In diesem Zusammenhang ist ein interessanter Brief des “Hugo peccator” an seine Brüder, die er als “milites Christi” anspricht, erwähnenswert.

Der Briefschreiber ist vermutlich Hugo von Payns. In diesem Brief zeigt “Hugo peccator” die Gründe für das Stagnieren seiner jungen  Gemeinschaft auf. Er weiß von Vorwürfen, die sich auf ihre “professio”, ihr Gelübde beziehen, durch das sie ihr Leben “adportanda arma contra inimicos fidei et pacis pro defensione christianorum” gewidmet haben. Von diesem Gelübde, dem eigentlichen Inhalt des Ordenslebens,  behaupten Gegner der Tempelherren, es diene nicht dem Heil, sondern der Verderbnis und damit wird die Existenzberechtigung der jungen Kommunität schlechthin in Frage gestellt.

Aber auch andere Vorwürfe werden schon in den Anfangsjahren laut: man behauptet , die  Tempelherren seien überheblich; damit eng verbunden erscheint das Verlangen nach Anerkennung als “höherer Orden” – wodurch allerdings der eigene Zweifel, bisher noch keinem hohen Orden anzugehören offenkundig wird. Zudem wird immer wieder angeprangert, der alltägliche Waffendienst sei nicht mit der Kontemplation zu vereinbaren.

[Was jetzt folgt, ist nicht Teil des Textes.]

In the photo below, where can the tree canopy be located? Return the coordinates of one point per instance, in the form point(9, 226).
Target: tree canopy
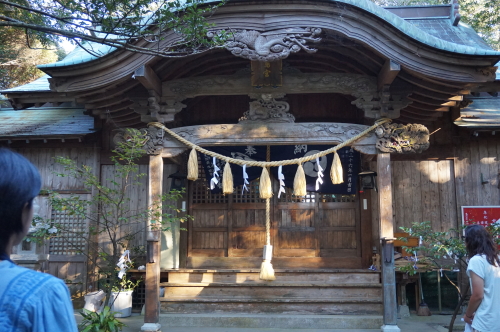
point(138, 25)
point(19, 55)
point(130, 25)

Der Briefschreiber Hugo peccator legt deutlich den Widerspruch in sich offen, der sich aus der Verbindung von Rittertum und Mönchtum ergibt.

Festzustellen bleibt, daß der erste wirkliche geistliche Ritterorden der Geschichte noch nach einem Jahrzehnt seines Bestehens sich schwertat, vor Zeitgenossen und vor sich selbst sich als Orden zu legimitieren. Hugo peccator bleibt aber in seinem Brief dabei, der Sinn und Zweck des Ordens sei der Kampf “contra inimicos fidei et pacis pro defensione christianorum”. Wenn hier ein religiöser Pragmatiker schreibt, ist der “liber ad milites Templi” des Bernhard von Clairvaux, der eindeutig an Hugo von Payns adressiert ist, grundsätzlicher Natur.

Wichtig ist, daß der Brief nicht aus eigenem Antrieb des Bernhard von Clairvaux geschrieben wurde, sondern auf Drängen und immer wiederholte Bitten des ersten Hochmeisters der Tempelherren, Hugo von Payns.